What is Natural Language Processing?
The ability to communicate by writing, speaking, and understanding language has long been a uniquely human trait. However, as we continue to store more information in the form of thoughts and ideas in social media posts, web browsers, and cloud documents, language-learning capabilities are spreading into the AI world. Some examples you’re likely familiar with include chatbots, Siri™, and machine translation.
Once you understand the concepts of machine learning and neural networks, it becomes much easier to grasp natural language processing (NLP). Just as neuroscience is the basis for AI neural networks, the science of linguistics is the foundation of NLP. Linguistic scientists have determined that almost all human languages are based on words and phrases. NLP takes these same concepts and translates them into the AI universe.
To help make this easier to understand, consider the way the Google™ algorithm works (at a high level). When a user types a phrase into the search box, Google™ “chunks” the data into its component parts, matches the words to its index (database), and outputs relevant results.
To do this, the algorithm must understand not only the words but also the context. For example, someone who types in “foot” could be referring to the unit of measurement or the body part. Once the algorithm determines what the searcher wants, it needs to examine potential search results for relevance. It does this, in part, by considering other contextual words. In this case, does the rest of the article contain phrases about the metric system or words related to anatomy?
It’s not hard to see the challenges these systems face, particularly when they’re newly learning or there isn’t enough input to make correct assumptions. To further complicate things, the human language is always changing as new slang terms become popular. This poses another challenge for AI NLP systems, like Siri™. At first, the system may have trouble understanding what the user wants until it’s able to gather enough data and context to match these new phrases with something it already knows.
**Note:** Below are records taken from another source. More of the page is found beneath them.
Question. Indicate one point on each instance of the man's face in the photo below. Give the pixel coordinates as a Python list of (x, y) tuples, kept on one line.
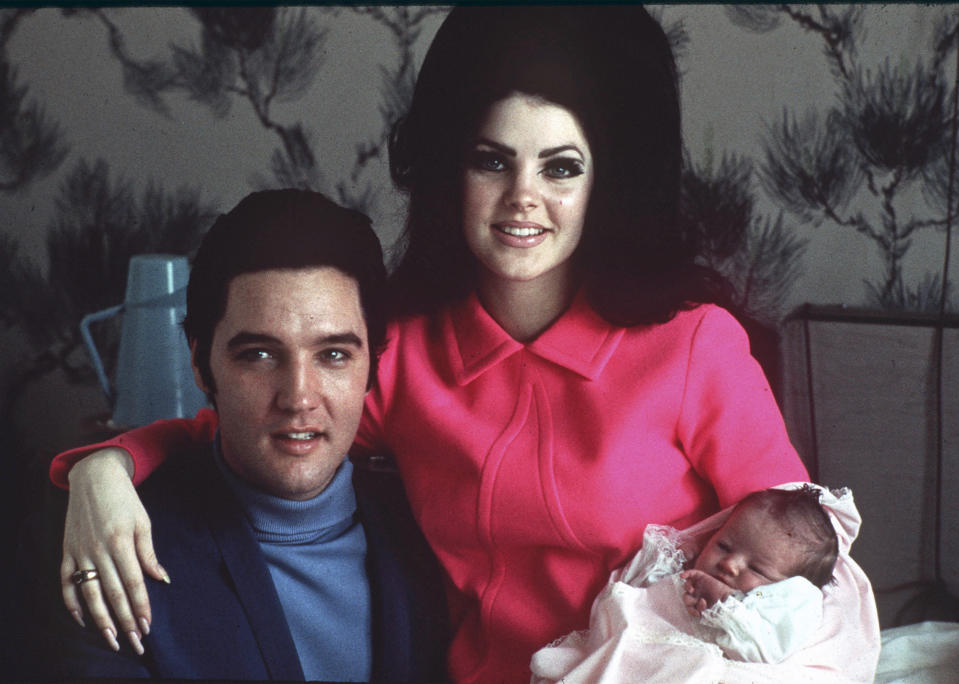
[(290, 360)]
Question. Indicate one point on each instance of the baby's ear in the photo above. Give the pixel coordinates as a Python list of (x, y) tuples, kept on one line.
[(690, 549)]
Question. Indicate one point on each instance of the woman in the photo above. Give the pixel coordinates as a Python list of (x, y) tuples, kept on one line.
[(551, 383)]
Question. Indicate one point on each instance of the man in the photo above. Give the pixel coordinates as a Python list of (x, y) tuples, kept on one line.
[(287, 563)]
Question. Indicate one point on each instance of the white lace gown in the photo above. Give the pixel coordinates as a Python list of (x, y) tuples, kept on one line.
[(790, 631)]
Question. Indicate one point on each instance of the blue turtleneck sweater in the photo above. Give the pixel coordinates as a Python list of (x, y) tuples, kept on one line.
[(316, 553)]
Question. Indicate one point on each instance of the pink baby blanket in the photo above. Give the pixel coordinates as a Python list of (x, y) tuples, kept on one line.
[(641, 632)]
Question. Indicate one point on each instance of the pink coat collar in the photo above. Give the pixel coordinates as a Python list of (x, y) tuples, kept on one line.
[(580, 341)]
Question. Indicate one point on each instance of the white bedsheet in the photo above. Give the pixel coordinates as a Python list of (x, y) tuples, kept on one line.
[(923, 653)]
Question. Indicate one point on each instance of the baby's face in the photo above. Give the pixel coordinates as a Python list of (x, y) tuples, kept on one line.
[(749, 550)]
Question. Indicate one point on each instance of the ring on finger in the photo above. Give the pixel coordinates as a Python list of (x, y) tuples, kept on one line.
[(81, 576)]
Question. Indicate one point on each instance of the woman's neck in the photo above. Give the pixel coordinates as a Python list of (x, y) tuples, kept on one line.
[(526, 309)]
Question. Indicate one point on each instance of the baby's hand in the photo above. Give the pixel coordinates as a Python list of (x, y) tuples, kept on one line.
[(702, 591)]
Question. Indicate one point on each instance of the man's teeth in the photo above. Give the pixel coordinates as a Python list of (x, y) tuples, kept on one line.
[(521, 232)]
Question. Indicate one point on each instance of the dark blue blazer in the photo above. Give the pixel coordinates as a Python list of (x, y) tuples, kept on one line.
[(220, 618)]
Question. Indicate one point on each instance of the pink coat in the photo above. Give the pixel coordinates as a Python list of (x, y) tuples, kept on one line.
[(534, 468)]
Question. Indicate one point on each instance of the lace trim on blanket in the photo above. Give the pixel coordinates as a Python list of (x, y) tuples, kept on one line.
[(672, 637)]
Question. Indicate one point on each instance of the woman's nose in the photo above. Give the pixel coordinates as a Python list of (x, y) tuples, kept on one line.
[(299, 388), (521, 194)]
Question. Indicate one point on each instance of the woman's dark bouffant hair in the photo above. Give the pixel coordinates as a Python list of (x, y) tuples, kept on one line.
[(613, 68)]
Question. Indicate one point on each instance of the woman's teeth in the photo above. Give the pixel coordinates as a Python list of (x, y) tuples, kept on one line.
[(521, 232)]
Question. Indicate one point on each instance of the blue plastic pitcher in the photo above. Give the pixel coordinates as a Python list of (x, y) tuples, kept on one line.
[(153, 375)]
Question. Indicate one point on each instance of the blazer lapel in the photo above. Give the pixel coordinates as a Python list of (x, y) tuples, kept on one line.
[(245, 568)]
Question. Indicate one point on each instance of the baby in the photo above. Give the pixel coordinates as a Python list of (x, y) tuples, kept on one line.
[(752, 594), (770, 538)]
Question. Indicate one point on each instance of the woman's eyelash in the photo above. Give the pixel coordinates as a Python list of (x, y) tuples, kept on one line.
[(566, 167), (485, 160)]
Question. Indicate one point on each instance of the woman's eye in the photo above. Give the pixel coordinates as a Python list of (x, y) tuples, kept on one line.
[(487, 161), (335, 356), (565, 168)]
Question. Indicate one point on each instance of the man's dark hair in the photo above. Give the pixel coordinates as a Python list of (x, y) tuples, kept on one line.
[(612, 67), (805, 520), (283, 229)]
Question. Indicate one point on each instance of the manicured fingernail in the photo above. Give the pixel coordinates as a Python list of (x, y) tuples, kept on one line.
[(111, 639), (135, 640)]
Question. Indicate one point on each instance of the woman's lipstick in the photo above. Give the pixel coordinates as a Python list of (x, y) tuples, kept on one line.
[(520, 234)]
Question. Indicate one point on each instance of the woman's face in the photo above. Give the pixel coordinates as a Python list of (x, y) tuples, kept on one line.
[(526, 186)]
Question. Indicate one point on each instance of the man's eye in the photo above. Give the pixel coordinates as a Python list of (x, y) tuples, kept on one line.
[(565, 168), (487, 161)]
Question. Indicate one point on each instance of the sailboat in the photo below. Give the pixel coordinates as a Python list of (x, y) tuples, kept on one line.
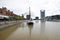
[(30, 22)]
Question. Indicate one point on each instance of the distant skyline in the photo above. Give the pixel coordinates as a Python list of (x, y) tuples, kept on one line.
[(52, 7)]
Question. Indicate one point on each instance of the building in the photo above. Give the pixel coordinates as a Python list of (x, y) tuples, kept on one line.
[(42, 14), (37, 18)]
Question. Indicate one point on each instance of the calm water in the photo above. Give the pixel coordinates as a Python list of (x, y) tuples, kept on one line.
[(39, 31)]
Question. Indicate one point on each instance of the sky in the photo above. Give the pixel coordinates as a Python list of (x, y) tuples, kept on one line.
[(19, 7)]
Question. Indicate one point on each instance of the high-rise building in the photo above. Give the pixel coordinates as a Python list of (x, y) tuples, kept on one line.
[(42, 14)]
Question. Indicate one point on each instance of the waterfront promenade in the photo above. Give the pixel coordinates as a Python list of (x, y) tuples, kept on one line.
[(5, 24)]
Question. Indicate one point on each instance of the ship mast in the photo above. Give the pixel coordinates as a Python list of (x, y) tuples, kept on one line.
[(29, 12)]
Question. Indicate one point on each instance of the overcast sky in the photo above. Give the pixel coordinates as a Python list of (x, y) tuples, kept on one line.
[(52, 7)]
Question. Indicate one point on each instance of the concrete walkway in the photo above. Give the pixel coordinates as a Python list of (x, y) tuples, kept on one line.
[(8, 24)]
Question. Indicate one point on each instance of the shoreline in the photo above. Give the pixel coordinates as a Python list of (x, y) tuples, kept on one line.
[(8, 24)]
Eventually, however, just as in machine learning, the system becomes more adept and flexible, making it more likely to deliver relevant output.
Understanding the Turing Test
It’s common to hear news of an AI development passing the “Turing Test,” but what does this actually mean? A Turing Test is based on a concept developed by computer scientist Alan Turing in 1950. Its purpose is to determine whether a machine can communicate in a way that makes it indistinguishable from an actual human conversation.
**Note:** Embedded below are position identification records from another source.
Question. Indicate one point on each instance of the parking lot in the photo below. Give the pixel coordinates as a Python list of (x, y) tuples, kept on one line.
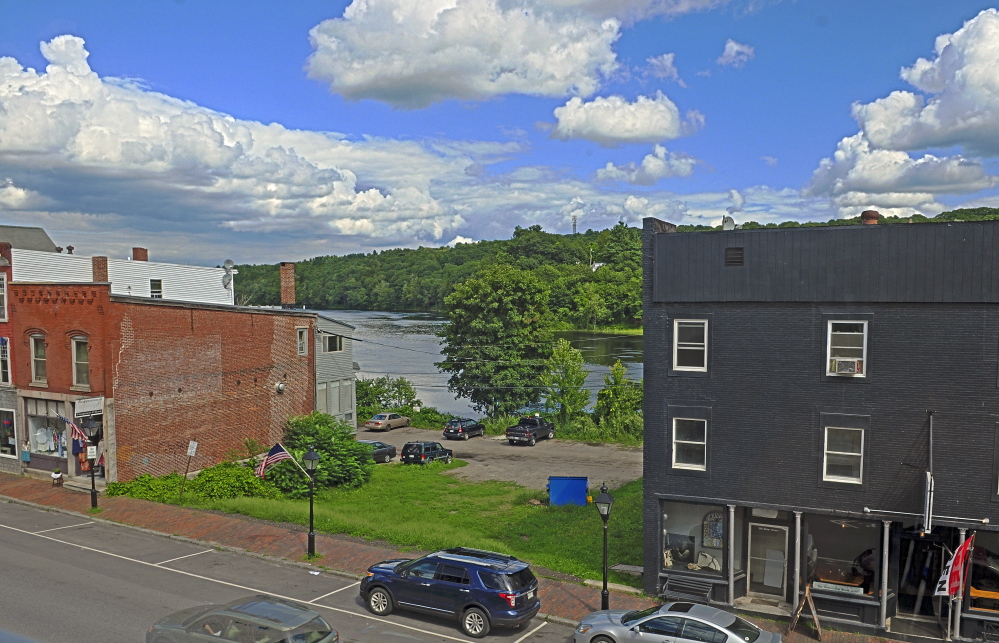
[(493, 458), (83, 580)]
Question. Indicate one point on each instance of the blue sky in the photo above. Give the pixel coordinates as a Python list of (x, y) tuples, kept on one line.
[(281, 131)]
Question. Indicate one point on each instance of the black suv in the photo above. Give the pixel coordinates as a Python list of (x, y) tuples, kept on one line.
[(481, 589), (424, 452)]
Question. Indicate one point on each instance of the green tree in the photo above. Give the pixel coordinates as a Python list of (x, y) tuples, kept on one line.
[(619, 402), (497, 339), (563, 380)]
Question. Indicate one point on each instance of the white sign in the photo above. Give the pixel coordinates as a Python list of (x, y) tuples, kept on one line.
[(87, 406)]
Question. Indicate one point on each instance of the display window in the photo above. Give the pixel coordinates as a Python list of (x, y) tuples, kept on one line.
[(694, 537), (984, 576), (841, 554)]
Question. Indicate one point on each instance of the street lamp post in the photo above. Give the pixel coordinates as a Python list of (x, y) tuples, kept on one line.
[(93, 431), (311, 460), (604, 502)]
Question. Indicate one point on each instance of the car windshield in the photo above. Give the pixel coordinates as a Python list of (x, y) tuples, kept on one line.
[(509, 582), (636, 615), (744, 630)]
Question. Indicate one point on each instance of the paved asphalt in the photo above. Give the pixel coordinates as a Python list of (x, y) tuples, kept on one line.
[(66, 578)]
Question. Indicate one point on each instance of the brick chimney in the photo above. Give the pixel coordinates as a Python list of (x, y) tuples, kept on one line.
[(287, 284), (870, 217), (100, 269)]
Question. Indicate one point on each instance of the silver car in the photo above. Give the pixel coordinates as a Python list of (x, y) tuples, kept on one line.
[(670, 623)]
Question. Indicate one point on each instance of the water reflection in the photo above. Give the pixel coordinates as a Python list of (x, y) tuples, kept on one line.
[(405, 344)]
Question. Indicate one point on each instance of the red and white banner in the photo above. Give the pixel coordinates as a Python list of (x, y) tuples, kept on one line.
[(951, 583)]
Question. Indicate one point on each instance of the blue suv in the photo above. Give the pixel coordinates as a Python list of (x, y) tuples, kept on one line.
[(481, 589)]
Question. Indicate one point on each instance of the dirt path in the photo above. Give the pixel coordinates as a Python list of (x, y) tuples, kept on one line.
[(490, 458)]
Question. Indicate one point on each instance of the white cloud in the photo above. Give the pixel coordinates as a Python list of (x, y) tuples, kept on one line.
[(663, 67), (962, 107), (736, 54), (612, 120), (661, 164)]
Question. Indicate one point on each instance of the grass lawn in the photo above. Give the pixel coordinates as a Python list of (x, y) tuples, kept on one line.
[(420, 507)]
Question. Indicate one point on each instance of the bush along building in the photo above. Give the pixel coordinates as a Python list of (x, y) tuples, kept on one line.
[(154, 356), (822, 412)]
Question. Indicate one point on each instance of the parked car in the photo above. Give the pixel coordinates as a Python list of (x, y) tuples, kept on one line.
[(462, 429), (386, 422), (424, 452), (669, 622), (254, 618), (481, 589), (381, 452), (531, 429)]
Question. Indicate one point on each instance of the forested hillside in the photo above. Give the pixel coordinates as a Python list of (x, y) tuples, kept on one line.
[(584, 293)]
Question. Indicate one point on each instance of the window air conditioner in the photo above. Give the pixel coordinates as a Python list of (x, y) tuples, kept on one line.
[(847, 366)]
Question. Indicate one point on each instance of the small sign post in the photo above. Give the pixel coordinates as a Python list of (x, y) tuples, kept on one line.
[(192, 450)]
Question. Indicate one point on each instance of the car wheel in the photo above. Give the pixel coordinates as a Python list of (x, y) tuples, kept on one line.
[(379, 602), (475, 623)]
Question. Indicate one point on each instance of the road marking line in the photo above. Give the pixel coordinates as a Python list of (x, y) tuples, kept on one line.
[(237, 586), (524, 638), (180, 557), (334, 592), (65, 527)]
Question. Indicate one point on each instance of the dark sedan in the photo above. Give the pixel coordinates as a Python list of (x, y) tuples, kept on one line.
[(380, 452)]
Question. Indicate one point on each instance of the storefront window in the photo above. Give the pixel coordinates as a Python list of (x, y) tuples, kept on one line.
[(841, 554), (694, 537), (984, 591)]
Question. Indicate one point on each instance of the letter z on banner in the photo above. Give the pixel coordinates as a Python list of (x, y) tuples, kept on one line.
[(951, 583)]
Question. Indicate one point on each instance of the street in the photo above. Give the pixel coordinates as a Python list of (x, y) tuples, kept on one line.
[(68, 578)]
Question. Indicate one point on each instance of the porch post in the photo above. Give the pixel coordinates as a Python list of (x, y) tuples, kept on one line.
[(797, 559), (883, 619), (731, 555), (960, 597)]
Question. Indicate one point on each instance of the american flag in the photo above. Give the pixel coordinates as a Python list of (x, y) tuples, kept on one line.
[(74, 431), (275, 455)]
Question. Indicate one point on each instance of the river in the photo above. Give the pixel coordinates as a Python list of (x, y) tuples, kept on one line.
[(405, 344)]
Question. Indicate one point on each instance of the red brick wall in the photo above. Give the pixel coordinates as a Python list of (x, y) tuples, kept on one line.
[(206, 375)]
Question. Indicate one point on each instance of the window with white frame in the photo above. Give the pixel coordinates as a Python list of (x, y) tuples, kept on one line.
[(690, 345), (81, 362), (843, 455), (332, 343), (38, 374), (847, 348), (4, 360), (690, 444)]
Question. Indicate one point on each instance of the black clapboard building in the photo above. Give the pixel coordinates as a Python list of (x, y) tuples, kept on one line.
[(822, 410)]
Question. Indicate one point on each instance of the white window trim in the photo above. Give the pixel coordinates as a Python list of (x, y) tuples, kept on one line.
[(825, 453), (829, 357), (302, 340), (683, 465), (676, 343)]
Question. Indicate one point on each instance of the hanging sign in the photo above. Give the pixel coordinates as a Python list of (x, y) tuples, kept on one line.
[(88, 406)]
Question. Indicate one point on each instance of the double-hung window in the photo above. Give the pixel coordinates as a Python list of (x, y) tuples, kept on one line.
[(690, 345), (81, 363), (38, 374), (847, 348), (690, 444), (843, 458)]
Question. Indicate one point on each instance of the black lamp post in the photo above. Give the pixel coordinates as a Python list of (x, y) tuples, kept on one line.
[(311, 460), (93, 430), (604, 502)]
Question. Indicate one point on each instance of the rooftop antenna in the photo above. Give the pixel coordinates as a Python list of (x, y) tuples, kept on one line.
[(227, 277)]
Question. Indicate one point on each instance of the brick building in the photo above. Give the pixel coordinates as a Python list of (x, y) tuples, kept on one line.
[(821, 412)]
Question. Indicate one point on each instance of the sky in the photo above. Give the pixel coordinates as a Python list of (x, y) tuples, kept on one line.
[(279, 131)]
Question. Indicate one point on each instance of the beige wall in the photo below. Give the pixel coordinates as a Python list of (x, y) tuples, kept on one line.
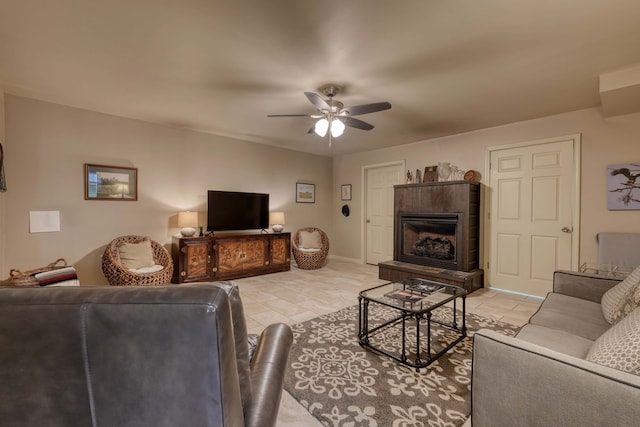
[(48, 144), (604, 142)]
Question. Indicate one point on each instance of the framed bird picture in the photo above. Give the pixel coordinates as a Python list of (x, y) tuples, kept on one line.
[(623, 186)]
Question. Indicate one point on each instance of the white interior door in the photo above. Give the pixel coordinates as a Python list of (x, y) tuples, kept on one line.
[(532, 215), (379, 182)]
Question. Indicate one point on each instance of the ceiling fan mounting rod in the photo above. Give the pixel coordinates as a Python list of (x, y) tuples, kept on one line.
[(330, 89)]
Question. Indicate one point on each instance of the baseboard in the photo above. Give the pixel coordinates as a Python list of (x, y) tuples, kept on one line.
[(506, 291), (346, 259)]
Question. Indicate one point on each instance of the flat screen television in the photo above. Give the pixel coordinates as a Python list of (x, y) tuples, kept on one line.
[(233, 210)]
The original test involved a text conversation between a human judge and another human. When a computer is substituted for the second human, if the judge could not tell, then the machine would have passed the test and is considered “intelligent.”
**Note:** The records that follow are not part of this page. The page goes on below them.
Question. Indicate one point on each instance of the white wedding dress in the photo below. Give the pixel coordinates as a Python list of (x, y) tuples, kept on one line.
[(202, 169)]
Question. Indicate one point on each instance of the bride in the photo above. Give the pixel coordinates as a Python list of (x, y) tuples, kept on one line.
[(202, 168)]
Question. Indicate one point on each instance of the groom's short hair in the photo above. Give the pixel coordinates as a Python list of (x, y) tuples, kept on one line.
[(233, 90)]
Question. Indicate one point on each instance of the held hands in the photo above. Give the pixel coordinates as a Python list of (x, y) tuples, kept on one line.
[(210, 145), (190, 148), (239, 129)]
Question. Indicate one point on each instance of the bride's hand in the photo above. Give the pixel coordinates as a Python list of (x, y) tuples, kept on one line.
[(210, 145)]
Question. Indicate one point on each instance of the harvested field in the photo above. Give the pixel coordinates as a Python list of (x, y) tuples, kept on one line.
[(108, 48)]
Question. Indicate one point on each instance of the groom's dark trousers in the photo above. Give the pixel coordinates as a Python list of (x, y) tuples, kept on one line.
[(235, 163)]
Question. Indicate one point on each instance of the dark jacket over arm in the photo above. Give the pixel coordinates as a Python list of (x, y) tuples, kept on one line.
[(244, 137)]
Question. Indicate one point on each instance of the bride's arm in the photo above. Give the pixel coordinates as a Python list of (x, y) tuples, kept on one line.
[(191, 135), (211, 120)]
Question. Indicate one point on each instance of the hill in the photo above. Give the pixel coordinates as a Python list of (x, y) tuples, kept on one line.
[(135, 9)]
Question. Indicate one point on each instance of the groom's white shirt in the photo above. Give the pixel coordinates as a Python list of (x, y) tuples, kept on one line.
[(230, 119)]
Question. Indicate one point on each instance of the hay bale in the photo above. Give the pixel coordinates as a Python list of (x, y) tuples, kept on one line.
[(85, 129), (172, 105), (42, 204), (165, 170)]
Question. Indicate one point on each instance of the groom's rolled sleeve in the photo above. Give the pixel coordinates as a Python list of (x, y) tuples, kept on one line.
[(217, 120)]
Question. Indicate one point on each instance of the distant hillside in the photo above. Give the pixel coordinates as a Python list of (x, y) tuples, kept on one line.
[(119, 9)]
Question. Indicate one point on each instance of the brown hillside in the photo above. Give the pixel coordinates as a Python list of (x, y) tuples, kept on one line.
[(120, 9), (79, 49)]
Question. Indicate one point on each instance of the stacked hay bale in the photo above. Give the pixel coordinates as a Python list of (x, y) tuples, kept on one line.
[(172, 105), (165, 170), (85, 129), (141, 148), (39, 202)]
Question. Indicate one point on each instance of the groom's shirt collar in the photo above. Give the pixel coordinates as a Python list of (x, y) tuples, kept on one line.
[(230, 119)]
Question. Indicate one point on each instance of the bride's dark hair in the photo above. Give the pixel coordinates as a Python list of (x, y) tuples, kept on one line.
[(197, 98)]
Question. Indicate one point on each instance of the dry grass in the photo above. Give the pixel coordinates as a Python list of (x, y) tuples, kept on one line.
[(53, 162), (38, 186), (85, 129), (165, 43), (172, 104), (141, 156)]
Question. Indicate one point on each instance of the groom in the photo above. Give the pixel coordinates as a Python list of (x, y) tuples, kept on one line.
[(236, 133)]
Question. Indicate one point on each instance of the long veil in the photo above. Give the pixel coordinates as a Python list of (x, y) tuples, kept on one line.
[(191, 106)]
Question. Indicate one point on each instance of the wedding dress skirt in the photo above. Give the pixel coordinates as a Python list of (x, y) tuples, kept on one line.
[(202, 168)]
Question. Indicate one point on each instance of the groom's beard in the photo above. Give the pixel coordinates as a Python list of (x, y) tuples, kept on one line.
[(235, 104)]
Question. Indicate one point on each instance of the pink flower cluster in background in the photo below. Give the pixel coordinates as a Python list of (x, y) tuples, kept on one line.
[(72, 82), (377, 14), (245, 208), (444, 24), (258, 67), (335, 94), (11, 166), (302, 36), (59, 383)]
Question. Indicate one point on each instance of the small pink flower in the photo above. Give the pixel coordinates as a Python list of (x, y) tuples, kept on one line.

Back in his day, Turing predicted that by the year 2000 most computers with at least 100 MB of memory would be able to pass this test. However, as of today, no machine has ever passed the Turing Test. This shows that it’s not just memory and processing power that allows a computer to generate human-like conversations. Until machines are able to capture the vast underlying knowledge and intuition that humans possess, they will continue to fall short.
Algorithm vs. Heuristic: What’s the Difference?
“Algorithm” and “heuristic” are both important words in AI. Although they’re similar, there are some critical differences.
In AI, the term “heuristic” refers to a general rule that is usually effective and typically leads to a solution. It’s basically a shortcut, and it doesn’t guarantee an actual solution to a problem. Antivirus software is an excellent example of a heuristic program. These programs work according to a set of rules created to detect code and/or computer behavior that resembles a virus. In this case, a heuristic approach is appropriate because it allows the program to scan computers faster and more efficiently than an algorithm would. Also, false positives aren’t a bad thing, as they help keep the system safe.
An algorithm, on the other hand, follows a set of instructions or commands that solve a problem unambiguously. These are the types of math problems students solve during computer science classes to perform a program loop. Some of the most popular algorithms functioning today are Google’s™ RankBrain algorithm, which determines search results, and Facebook’s™ EdgeRank, which chooses which articles to display in a user’s newsfeed.
Now that you understand the most common AI buzzwords, you’ll be able to navigate AI conversations like a pro!